Series-80 1911s feature additional safety components such as a frame-mounted trigger-bar lever and plunger lever, which serve to deactivate the firing-pin plunger (10) in the slide once the trigger is pressed.

Recently, one of the members of the gun club I belong to dropped his 1911 pistol—which was equipped with an inertial firing pin—on the concrete floor resulting in a loud noise and divot in the floor. The leadership of the club subsequently decided to ban all 1911 pistols without firing-pin safeties from the club property, having the belief that such pistols are inherently dangerous. Given the history of the 1911 in the U.S. military, law enforcement and civilians for more than a century, I intend to oppose the ban. After all, 1911s without firing-pin safeties continue to be manufactured today by Colt, Springfield and Ruger, to name but a few. So, why ban 1911s that pass industry standard drop tests because of this one incident? I would appreciate any insight you could provide concerning this matter.
Dan Hoyle, Raleigh, NC

I could second-guess the situation all day long, but I don’t have enough information about the actual incident to render a valid opinion. There is probably more there than meets the eye, however.

Most reputable firearms instructors will contend that a dropped firearm, regardless of its type, should be allowed to go to the ground rather than trying to catch it while it’s falling. The reasoning is when trying to grab an object in an expedient manner, it is done with the whole hand in a “clench response,” which does not discriminate where the fingers may end up while trying to catch the object—in this case a loaded pistol.

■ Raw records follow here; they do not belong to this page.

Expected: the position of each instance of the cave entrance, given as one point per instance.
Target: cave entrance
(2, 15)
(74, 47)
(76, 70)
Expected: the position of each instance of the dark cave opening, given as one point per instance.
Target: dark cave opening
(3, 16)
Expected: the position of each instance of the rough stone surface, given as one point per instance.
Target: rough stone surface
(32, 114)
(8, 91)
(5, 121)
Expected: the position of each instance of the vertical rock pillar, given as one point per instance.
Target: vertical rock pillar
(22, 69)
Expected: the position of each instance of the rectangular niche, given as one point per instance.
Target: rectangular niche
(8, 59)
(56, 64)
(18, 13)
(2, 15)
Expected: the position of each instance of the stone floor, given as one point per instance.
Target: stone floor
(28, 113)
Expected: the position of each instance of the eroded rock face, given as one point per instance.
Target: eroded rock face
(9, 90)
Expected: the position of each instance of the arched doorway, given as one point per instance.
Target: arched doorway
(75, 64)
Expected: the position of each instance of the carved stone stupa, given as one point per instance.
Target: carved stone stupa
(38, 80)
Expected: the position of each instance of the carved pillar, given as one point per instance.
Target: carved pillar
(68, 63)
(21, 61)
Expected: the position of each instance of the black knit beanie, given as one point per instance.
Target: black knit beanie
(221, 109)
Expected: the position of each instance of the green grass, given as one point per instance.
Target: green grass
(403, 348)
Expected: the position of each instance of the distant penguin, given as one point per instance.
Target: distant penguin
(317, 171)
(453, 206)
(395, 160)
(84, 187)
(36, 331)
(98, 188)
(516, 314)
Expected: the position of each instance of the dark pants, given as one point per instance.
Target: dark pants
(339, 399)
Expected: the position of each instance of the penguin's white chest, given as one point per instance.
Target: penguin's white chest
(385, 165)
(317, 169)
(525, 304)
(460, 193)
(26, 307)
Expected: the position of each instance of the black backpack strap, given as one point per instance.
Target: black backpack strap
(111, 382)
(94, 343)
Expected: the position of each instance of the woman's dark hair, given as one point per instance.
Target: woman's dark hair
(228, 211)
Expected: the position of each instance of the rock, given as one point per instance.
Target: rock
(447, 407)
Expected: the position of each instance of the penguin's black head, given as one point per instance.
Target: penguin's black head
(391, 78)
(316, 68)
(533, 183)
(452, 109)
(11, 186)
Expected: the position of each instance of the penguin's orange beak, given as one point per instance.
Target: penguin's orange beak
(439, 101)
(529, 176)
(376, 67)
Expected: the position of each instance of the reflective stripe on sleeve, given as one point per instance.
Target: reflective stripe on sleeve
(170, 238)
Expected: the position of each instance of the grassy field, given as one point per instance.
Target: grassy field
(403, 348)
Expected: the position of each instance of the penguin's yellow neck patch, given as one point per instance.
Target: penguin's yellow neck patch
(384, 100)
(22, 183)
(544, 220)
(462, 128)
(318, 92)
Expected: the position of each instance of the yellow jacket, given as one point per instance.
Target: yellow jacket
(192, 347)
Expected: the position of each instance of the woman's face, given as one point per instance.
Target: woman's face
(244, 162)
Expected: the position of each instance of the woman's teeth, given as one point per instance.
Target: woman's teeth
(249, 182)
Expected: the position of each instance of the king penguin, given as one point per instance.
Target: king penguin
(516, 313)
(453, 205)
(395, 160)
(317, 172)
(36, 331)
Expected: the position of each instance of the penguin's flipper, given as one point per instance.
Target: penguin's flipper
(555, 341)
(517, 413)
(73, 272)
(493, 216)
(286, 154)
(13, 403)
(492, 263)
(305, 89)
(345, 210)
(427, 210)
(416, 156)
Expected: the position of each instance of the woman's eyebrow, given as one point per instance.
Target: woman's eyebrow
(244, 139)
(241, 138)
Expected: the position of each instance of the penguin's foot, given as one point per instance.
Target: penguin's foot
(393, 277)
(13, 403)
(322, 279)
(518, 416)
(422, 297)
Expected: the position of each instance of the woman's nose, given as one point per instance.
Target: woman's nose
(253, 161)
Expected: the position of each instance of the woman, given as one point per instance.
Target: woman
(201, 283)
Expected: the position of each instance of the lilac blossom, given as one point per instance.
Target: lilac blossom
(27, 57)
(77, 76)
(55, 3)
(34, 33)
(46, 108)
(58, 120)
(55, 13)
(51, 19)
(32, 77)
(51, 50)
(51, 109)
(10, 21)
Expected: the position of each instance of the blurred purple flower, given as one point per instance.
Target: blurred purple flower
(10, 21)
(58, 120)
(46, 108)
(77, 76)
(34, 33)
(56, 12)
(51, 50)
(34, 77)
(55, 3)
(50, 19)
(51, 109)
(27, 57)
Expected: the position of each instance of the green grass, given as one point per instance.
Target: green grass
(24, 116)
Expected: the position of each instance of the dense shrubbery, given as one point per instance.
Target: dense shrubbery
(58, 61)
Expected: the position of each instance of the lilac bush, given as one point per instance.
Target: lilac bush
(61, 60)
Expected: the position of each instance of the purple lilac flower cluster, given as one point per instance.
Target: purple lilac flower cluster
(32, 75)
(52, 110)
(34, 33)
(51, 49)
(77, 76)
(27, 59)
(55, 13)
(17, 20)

In the training community, a great many of us believe there is less likelihood of the gun discharging by hitting the ground as opposed to grabbing the gun in midair and inadvertently hitting the trigger. Of course, if the grip safety on the 1911 is working properly, it would have to be depressed along with the trigger, which is a possibility, so that could cause the pistol to discharge. I’m not saying this is what happened, merely something to consider.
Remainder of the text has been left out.